The approach of Mother’s Day made me think of the many mothers and grandmothers I have known over the years, including Gracie Mae Kinchen, who came into my family’s life  in the early 1960’s. She was recommended to me by a friend who had grown up on a plantation near Plaquemine,  where Gracie Mae was born.

At that time, she was a slender young woman of boundless energy and a will to work.  She had six children of her own, and added my five daughters to those she loved.  My youngest daughter was four.  All her sisters were in school at St. Joseph’s Academy, and since she was too young for kindergarten, she and Gracie spent a lot of time together.

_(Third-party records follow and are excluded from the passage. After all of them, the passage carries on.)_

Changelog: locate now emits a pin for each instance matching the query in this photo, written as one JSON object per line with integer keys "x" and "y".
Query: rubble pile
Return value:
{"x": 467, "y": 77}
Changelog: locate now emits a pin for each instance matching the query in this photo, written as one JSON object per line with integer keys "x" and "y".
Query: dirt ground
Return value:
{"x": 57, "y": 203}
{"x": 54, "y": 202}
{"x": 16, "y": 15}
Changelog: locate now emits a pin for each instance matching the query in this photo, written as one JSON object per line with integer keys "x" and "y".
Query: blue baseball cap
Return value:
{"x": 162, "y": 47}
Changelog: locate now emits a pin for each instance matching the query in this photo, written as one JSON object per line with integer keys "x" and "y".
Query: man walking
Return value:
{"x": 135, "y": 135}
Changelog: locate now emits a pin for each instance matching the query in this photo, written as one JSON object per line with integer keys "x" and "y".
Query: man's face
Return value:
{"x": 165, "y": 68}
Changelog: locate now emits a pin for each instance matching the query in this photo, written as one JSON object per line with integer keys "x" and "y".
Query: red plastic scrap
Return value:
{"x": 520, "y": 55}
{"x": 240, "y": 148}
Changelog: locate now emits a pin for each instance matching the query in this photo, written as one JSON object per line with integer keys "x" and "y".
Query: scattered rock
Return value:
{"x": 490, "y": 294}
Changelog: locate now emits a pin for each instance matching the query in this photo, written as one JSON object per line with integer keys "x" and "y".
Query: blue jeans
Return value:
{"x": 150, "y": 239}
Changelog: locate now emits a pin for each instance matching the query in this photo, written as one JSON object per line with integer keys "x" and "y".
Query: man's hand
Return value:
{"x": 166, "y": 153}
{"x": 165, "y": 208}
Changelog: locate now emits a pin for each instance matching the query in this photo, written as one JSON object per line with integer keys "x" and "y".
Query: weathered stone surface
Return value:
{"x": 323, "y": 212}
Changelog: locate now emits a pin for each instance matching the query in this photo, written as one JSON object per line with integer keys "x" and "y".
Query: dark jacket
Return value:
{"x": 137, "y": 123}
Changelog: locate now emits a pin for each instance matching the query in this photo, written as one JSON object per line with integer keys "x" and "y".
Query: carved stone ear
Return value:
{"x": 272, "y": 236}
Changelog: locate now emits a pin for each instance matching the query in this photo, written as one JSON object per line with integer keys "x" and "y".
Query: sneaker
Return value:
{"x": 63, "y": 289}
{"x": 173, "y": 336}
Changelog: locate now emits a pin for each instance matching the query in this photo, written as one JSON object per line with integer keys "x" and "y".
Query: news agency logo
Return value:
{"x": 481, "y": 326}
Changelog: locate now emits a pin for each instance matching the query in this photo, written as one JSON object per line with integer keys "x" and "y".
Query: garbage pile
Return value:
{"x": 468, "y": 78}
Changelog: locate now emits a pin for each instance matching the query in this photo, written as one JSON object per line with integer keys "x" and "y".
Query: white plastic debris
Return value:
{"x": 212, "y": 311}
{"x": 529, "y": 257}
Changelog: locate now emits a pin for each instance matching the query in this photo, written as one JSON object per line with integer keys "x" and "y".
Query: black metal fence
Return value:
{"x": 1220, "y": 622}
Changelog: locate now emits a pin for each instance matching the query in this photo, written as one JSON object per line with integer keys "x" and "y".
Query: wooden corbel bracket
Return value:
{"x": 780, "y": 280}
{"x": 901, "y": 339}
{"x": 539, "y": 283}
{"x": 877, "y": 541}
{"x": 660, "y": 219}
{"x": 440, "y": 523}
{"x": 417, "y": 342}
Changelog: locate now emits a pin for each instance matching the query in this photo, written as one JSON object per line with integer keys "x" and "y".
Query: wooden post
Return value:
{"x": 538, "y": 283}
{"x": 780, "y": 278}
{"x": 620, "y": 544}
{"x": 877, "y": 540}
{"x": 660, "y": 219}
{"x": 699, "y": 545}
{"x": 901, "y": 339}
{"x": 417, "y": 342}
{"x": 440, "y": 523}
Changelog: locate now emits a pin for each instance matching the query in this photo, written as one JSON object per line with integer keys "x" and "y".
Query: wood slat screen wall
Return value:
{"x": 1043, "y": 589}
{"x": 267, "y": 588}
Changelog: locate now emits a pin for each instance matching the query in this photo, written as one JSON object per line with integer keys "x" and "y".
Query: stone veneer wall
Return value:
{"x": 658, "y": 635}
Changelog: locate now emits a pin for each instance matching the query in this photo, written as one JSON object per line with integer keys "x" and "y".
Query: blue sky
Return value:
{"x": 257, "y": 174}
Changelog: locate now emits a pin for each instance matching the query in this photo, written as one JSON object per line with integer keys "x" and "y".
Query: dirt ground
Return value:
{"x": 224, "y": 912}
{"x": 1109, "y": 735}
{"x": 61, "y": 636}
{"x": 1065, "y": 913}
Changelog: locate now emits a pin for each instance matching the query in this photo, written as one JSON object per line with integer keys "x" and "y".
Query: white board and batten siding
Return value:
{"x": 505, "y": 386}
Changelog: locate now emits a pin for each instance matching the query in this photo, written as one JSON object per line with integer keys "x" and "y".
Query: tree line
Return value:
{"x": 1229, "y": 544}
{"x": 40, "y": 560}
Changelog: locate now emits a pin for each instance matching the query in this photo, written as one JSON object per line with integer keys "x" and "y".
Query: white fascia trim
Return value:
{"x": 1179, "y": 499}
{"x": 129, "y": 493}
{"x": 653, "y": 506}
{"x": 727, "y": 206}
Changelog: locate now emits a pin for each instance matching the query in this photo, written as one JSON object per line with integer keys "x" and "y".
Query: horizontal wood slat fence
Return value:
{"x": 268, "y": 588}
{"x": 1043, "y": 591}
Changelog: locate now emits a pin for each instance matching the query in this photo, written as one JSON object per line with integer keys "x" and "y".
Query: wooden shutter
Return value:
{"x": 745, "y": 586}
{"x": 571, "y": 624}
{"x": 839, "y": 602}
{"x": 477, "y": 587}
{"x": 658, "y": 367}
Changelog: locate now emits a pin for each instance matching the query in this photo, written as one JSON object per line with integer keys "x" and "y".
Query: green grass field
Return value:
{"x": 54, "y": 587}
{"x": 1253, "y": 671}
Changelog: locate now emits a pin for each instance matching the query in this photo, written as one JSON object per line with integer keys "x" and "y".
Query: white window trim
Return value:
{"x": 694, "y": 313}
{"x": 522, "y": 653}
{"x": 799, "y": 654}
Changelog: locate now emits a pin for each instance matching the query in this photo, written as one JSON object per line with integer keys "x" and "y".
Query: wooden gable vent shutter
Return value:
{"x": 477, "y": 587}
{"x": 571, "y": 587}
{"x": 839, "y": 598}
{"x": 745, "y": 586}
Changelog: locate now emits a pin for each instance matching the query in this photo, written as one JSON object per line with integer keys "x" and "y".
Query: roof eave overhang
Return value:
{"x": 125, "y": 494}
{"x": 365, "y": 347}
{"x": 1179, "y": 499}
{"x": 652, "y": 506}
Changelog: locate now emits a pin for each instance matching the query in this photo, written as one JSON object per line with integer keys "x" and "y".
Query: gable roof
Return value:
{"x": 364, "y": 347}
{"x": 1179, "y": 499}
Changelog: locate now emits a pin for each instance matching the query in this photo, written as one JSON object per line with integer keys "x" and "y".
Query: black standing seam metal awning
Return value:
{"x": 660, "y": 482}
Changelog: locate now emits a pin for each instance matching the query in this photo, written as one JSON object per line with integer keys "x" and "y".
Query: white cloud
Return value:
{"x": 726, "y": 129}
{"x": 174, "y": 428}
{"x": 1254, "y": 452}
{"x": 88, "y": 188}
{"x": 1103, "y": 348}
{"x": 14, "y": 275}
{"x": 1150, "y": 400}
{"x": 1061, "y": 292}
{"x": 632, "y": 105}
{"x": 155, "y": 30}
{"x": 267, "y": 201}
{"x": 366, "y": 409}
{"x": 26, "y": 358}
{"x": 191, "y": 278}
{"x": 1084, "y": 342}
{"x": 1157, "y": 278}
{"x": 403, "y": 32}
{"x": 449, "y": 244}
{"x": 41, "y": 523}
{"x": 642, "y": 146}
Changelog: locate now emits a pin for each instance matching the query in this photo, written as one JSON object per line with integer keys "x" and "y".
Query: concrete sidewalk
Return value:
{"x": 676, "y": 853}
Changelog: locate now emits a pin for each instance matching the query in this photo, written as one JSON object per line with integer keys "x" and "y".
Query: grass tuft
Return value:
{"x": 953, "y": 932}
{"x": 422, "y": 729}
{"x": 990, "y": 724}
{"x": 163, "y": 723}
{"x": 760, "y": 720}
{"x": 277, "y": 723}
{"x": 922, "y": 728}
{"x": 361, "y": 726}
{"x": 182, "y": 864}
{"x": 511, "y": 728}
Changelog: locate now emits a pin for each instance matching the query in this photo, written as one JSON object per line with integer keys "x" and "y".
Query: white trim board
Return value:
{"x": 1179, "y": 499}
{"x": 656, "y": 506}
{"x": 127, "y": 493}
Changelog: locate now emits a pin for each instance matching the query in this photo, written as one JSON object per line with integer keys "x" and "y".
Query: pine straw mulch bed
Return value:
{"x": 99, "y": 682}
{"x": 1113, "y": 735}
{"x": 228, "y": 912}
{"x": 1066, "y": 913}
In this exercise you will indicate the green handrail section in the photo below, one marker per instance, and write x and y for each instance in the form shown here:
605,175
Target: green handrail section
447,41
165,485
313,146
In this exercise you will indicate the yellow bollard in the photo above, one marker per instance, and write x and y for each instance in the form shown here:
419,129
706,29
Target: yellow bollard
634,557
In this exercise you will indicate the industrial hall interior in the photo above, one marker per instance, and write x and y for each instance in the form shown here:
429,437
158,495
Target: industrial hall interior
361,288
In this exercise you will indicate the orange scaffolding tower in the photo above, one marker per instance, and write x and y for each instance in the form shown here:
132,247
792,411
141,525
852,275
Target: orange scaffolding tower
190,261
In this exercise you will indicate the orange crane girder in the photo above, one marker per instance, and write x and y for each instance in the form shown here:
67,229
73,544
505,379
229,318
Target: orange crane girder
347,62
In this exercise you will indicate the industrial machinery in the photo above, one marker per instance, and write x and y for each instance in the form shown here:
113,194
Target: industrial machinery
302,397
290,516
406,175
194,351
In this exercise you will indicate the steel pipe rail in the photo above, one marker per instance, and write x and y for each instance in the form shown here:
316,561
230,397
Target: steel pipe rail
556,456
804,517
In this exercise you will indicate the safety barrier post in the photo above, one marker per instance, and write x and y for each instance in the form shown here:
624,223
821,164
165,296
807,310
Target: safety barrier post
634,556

One of my favorite memories is of Gracie and DeLaune walking from our home on Mouton Street to Webb Park on the other side of Claycut Road.  Gracie held DeLaune’s hand with one hand, and carried a picnic basket in the other.

My daughters were brought up on the principle that privilege is balanced by responsibility, and so they had a chore chart, which was posted on the kitchen wall. Every Sunday they gathered and decided who would do which chores in the coming week, writing their names next to the appropriate chore on the chart.  This freed me from having to nag, because if some chore that needed to be done hadn’t been, all I had to do was look at the chart and remind the daughter responsible for the chore to do it.

I told them that Gracie Mae worked for me, not them.  If she could vacuum their rooms and mop the bathrooms they used without having to pick up even one thing on the floor, she would do that.  If she had to pick anything up, she left it to them.  Further, since they used the bathrooms, they had to keep the tubs, the sinks, and the commodes clean.  They also made their beds every day except Friday, when Gracie Mae changed the bed linens.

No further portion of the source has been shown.